Uncategorized

Labor Dept. Appeals Judge’s Ban on OT Expansion

12.5.16dolphoto.jpg

Fighting to keep one of the Obama administration’s top pro-worker initiatives alive, the U.S. Department of Labor (DOL) announced late last week it would appeal a Texas federal judge’s ban on DOL’s expansion of worker eligibility for overtime pay.

But DOL’s appeal, to the Fifth Circuit Court of Appeals in New Orleans, faces a race against the clock. Unless that appeals court hears the case before President Obama leaves office Jan. 20, the incoming DOL leadership may decide to drop it.

Doing so would strip upwards of 12.5 million workers nationwide of eligibility for a raise, via overtime pay, they otherwise would have been in line for. The rule had been scheduled to take effect on Dec. 1. The judge’s ban stalled the rule. DOL’s overtime pay rule more than doubled the salary above which a worker was ineligible for overtime, from the Bush-era $23,665 to $47,476.
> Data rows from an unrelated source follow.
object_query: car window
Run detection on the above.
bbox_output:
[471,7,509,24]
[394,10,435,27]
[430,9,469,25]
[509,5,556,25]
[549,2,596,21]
 More importantly, DOL redefined the group of exempt executive, administrative and professional workers who couldn’t get overtime, regardless of their pay level. Bush had expanded it so much that even newspaper editorial assistants couldn’t get overtime pay.   

“The department strongly disagrees with the decision by the court,” DOL said in announcing the appeal. The department’s Overtime Final Rule is the result of a comprehensive, inclusive rule-making process, and we remain confident in the legality of all aspects of the rule. 

Accepting the arguments of business lobbies, U.S. District Judge Amos Mazzant said, in so many words, that DOL overstepped its authority. DOL said it will particularly challenge that part of his ruling, which he extended nationwide. Texas, Nevada, other GOP-run states and the lobbies had sued in Mazzant’s court in Sherman, Texas, to stop the overtime rule. 

“The rule updated the standard salary level and provided a method to keep” it current to help better carry out “Congress’s intent to exempt bona fide white collar workers from overtime protections. The department always recognized the salary level test works in tandem with the duties tests to identify bona fide EAP employees” and ban them from overtime, DOL added.